ZigMa: A DiT-style Zigzag Mamba Diffusion Model¶

Conference: ECCV 2024
arXiv: 2403.13802
Area: Image Generation

TL;DR¶

ZigMa proposes a DiT-style Zigzag Mamba diffusion model. By employing a heterogeneous layer-wise zigzag scanning scheme, it maintains spatial continuity, achieving superior generation quality compared to Mamba baselines with zero parameter or memory overhead, while retaining the linear complexity advantage over Transformers.

Background & Motivation¶

Diffusion models have made significant progress in various vision tasks, but they face two core bottlenecks:

Quadratic Complexity of Transformers: Transformer-based diffusion backbones such as DiT suffer from an $O(M^2)$ complexity bottleneck due to the self-attention mechanism. Despite optimizations like Flash Attention, they remain limited when handling long token sequences.

Spatial Continuity Issue of Mamba: As a State Space Model (SSM) with linear complexity, Mamba excels in 1D sequence modeling. However, existing vision Mamba designs directly flatten 2D tokens into 1D sequences in a row/column-major order, which ignores the spatial continuity of adjacent patches in images.

Parameter Overhead of Multi-Directional Scanning: Approaches like VisionMamba incorporate multi-directional scanning within a single Mamba block to compensate for the lack of spatial awareness, but this introduces additional parameters and GPU memory overhead.

The core insight of ZigMa is that the complexity of multi-directional scanning can be amortized across different layers of the network, where each layer employs a distinct zigzag scanning scheme to ensure spatial continuity at zero extra parameter cost.

Method¶

Overall Architecture¶

ZigMa adopts a DiT-style architecture with Adaptive LayerNorm (adaLN), stacking $L$ layers of Zigzag Mamba blocks.

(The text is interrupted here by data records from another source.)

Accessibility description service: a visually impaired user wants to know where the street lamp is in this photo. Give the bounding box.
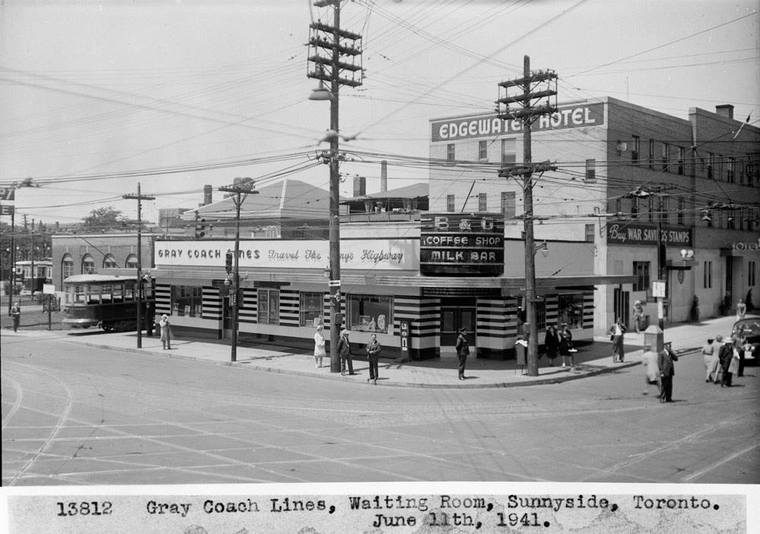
[219,177,258,362]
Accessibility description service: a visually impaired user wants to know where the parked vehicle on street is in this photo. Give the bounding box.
[63,274,154,332]
[731,317,760,365]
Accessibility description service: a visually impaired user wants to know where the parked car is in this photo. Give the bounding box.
[731,318,760,365]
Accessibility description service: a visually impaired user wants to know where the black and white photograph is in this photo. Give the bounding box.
[0,0,760,534]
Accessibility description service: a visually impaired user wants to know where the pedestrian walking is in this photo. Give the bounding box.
[314,325,327,369]
[338,328,354,376]
[367,334,383,384]
[456,328,470,380]
[718,337,735,388]
[559,323,578,370]
[702,338,718,382]
[158,314,172,350]
[736,299,747,321]
[544,325,559,367]
[633,300,644,334]
[657,343,678,402]
[610,317,625,363]
[11,302,21,332]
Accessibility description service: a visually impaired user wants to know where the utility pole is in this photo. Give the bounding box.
[306,0,364,373]
[496,56,557,376]
[122,182,156,349]
[217,178,258,362]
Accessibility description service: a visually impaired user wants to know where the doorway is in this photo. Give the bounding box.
[441,299,476,347]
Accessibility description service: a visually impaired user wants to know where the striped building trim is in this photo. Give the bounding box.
[280,289,301,326]
[238,288,259,324]
[153,284,172,315]
[201,287,222,320]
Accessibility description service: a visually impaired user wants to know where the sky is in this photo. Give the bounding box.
[0,0,760,224]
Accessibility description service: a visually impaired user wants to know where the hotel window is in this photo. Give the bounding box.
[584,223,594,243]
[662,143,670,172]
[583,159,596,183]
[702,261,712,289]
[631,135,641,165]
[103,254,118,269]
[501,137,517,164]
[257,289,280,324]
[346,295,393,334]
[726,158,736,184]
[299,293,324,328]
[633,261,649,291]
[171,286,203,317]
[82,254,95,274]
[478,141,488,161]
[501,191,516,220]
[61,253,74,287]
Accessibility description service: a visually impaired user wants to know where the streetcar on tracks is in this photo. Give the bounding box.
[63,274,154,332]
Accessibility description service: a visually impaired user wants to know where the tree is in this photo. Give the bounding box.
[82,206,137,232]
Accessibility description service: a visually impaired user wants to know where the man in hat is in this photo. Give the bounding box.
[456,328,470,380]
[657,341,678,402]
[338,328,354,376]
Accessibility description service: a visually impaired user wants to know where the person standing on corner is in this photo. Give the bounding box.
[610,317,625,363]
[657,342,678,402]
[11,302,21,332]
[314,325,327,369]
[456,328,470,380]
[338,328,354,376]
[367,334,382,384]
[158,314,172,350]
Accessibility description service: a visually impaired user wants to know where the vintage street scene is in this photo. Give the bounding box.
[0,0,760,534]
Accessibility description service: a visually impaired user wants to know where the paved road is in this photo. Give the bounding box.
[2,336,760,485]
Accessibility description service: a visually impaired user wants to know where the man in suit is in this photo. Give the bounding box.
[657,342,678,402]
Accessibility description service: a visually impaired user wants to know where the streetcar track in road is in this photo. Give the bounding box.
[8,362,73,486]
[2,376,24,430]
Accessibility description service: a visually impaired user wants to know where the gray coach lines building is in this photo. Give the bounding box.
[429,98,760,334]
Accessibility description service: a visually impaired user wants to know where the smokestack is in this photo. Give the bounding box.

Each layer consists of: - A Mamba scanning module (for long-sequence modeling) - A cross-attention module (for multimodal reasoning, such as text conditioning) - AdaLN modulation (for injecting timesteps and conditions)

The training framework is based on Stochastic Interpolant, which unifies diffusion models, Flow Matching, and Normalizing Flows.

Key Designs¶

Zigzag Scanning Scheme: - Traditional sweep scan flattens 2D tokens row by row, resulting in spatial jumps from the end of one row to the beginning of the next, which destroys the continuity of adjacent patches. - Zigzag scanning alternates the scanning direction in each row (similar to a serpentine path), ensuring that tokens adjacent in the 1D sequence are also spatially adjacent in the 2D space. - Eight distinct zigzag space-filling schemes $\mathbf{S}_j$ ($j \in [0,7]$) are designed, covering different start positions and paths in both horizontal and vertical directions.

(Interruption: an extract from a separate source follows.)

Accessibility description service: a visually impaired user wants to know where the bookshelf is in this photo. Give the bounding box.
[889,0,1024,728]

Heterogeneous Layer-wise Scanning: - Each layer utilizes a different scanning scheme: $\Omega_i = \mathbf{S}_{\{i \% 8\}}$ - The token order is rearranged before scanning and restored to the original order afterward: $$z_{\Omega_i} = \text{arrange}(z_i, \Omega_i), \quad \bar{z}_{\Omega_i} = \text{scan}(z_{\Omega_i}), \quad z_{i+1} = \text{arrange}(\bar{z}_{\Omega_i}, \bar{\Omega}_i)$$ - Key advantage: Unlike using $k$ directions within the same block (which requires $k$ times the parameters), the heterogeneous layer-wise scheme scatters the scanning diversity across different layers, resulting in zero extra parameter and memory overhead.

Cross-Attention for Text Conditioning: - A cross-attention block with skip connections is appended to the Mamba block. - Conditioning signals (timesteps + text prompts) modulate both Mamba scanning and cross-attention via MLPs.

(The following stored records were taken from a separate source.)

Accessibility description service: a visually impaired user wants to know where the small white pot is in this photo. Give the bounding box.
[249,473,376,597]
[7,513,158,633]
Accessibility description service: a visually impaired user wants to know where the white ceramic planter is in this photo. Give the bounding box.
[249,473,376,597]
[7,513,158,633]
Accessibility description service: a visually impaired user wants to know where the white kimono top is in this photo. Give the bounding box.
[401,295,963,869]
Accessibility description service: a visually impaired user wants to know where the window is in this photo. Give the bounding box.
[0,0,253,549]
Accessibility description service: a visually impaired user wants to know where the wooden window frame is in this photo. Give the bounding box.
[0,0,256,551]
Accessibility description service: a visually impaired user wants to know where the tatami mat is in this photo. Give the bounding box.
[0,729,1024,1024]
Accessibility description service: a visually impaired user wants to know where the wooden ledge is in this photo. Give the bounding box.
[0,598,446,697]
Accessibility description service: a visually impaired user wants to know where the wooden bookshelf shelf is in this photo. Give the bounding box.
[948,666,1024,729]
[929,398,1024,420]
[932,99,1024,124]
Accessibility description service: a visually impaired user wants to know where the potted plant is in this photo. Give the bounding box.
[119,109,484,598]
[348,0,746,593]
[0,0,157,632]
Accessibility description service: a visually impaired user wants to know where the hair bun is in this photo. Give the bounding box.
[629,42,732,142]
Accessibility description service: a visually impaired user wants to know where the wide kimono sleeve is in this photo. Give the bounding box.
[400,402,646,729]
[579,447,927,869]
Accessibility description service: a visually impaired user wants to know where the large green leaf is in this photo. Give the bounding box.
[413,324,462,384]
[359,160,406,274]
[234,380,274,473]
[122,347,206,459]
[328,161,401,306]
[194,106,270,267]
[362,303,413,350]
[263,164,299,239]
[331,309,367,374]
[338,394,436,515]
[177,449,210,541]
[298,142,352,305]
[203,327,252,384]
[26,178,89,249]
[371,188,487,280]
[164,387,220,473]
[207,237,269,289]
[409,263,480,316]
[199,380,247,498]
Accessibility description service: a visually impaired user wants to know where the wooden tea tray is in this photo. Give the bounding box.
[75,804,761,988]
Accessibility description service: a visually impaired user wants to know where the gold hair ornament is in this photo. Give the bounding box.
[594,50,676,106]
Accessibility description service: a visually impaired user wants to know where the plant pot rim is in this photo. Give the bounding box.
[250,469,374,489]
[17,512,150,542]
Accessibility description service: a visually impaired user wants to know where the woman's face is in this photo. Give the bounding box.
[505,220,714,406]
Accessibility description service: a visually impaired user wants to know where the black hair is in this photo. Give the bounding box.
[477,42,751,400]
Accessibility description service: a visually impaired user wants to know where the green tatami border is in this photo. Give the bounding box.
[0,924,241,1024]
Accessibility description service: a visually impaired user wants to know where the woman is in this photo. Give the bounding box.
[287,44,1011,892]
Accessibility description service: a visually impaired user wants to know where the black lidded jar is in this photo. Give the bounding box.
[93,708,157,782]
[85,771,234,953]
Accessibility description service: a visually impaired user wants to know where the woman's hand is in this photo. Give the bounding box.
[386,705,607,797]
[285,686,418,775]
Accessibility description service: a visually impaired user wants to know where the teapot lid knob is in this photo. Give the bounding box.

Factorized Scanning for 3D Video: - Decomposes 3D Zigzag into a 2D spatial Zigzag + 1D temporal scan. - Employs an "sst" scheme (two spatial scans and one temporal scan), assuming redundancy in the temporal dimension.

Loss & Training¶

Velocity field estimation loss based on Stochastic Interpolant:

\[\mathcal{L}_v(\theta) = \int_0^T \mathbb{E}[\|v_\theta(x_t, t) - \dot{\alpha}_t x_* - \dot{\sigma}_t \varepsilon\|^2] dt\]

A linear path is adopted: $\alpha_t = 1-t$, $\sigma_t = t$.

Key Experimental Results¶

Main Results¶

Table 1: FacesHQ 1024×1024 high-resolution generation (4096 tokens)

Method	FID↓	FDD↓
VisionMamba	51.1	66.3
ZigMa	37.8	50.5
ZigMa (bs×2)	26.6	31.2

Table 2: MS-COCO 256×256 text-conditioned generation

Method	FID↓
Sweep	195.1
Zigzag-1	73.1
VisionMamba	60.2
Zigzag-8	41.8

Table 3: UCF101 video generation

Method	Frame-FID↓	FVD↓
Bidirection	256.1	320.2
3D Zigzag	238.1	282.3
Factorized ZigMa	216.1	210.2
Bidirection (bs×4)	146.2	201.1
ZigMa (bs×4)	121.2	140.1

Ablation Study¶

Table 4: Ablation on the number of scanning schemes (MultiModal-CelebA)

Scheme	FID↓ (256)	KID↓ (256)	FID↓ (512)	KID↓ (512)
Sweep	158.1	0.169	162.3	0.203
Zigzag-1	65.7	0.051	121.0	0.113
Zigzag-2	54.7	0.041	96.0	0.079
Zigzag-8	45.5	0.011	34.9	0.023

Table 5: Ablation on positional encoding (CelebA 256)

Method	Without PE	Cosine PE	Learnable PE
VisionMamba	21.33	18.47	16.38
ZigMa	14.27	14.04	13.32

Table 6: Efficiency comparison with Transformers (CelebA 256)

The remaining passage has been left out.